Jun 11, 2019
Published in: Social-Behavioral Modeling for Complex Systems, Chapter 25 (2019). doi: 10.1002/9781119485001.ch25
This article was published outside of RAND. The full text of the article can be found at the link above.
Fuzzy cognitive maps (FCMs) model feedback causal relations in interwoven webs of causality and policy variables. FCMs are fuzzy signed directed graphs that allow degrees of causal influence and event occurrence. Such causal models can simulate a wide range of policy scenarios and decision processes. Their directed loops or cycles directly model causal feedback. Their nonlinear dynamics permit forward-chaining inference from input causes and policy options to output effects. Users can add detailed dynamics and feedback links directly to the causal model or infer them with statistical learning laws. Users can fuse or combine FCMs from multiple experts by weighting and adding the underlying fuzzy edge matrices. The combined FCM tends to better represent domain knowledge as the expert sample size increases if the expert sample approximates a random sample.
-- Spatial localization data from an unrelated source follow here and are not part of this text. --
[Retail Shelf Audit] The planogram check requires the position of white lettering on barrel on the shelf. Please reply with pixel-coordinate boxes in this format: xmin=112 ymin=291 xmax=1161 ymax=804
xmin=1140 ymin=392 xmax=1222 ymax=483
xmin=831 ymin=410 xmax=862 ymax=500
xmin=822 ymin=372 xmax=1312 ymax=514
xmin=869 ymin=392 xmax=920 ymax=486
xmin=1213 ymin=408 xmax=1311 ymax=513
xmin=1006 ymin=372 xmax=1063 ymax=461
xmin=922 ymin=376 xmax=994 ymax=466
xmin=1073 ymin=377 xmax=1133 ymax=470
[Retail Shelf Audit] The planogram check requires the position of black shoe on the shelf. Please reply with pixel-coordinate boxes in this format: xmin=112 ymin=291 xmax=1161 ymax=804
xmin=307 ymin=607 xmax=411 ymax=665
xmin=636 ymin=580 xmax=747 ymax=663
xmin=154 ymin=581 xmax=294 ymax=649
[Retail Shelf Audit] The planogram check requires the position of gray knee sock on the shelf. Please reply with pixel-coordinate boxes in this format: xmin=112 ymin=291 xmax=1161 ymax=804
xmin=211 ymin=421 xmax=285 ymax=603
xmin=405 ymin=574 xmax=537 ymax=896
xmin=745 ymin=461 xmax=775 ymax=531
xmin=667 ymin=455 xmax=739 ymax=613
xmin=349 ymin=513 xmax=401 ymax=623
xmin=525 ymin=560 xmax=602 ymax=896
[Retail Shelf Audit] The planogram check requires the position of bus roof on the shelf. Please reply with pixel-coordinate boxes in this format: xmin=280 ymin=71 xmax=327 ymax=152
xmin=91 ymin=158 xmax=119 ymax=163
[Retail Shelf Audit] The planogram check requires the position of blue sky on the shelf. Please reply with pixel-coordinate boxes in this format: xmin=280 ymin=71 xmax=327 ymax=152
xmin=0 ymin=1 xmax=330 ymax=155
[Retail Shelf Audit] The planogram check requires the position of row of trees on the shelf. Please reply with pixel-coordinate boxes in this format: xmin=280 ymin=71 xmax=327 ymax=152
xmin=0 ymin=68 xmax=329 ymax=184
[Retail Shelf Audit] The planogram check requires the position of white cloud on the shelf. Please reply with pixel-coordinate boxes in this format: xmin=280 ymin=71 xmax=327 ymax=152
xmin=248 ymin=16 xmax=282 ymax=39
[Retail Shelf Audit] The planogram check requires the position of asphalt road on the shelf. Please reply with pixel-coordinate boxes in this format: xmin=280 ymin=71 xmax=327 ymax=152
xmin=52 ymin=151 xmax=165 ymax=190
Many causal models use more restrictive directed acyclic graphs (DAGs) and Bayesian probabilities. DAGs do not model causal feedback because they do not contain closed loops. Combining DAGs also tends to produce cycles and thus tends not to produce a new DAG. Combining DAGs can produce an FCM. FCMs trade the numerical precision of Bayesian causal systems for pattern approximation, fast and scalable computation, and rich feedback representation. We show how FCMs can apply to the social scientific problem of public support for insurgency and terrorism and to US-China relations in Graham Allison's Thucydides' trap framework.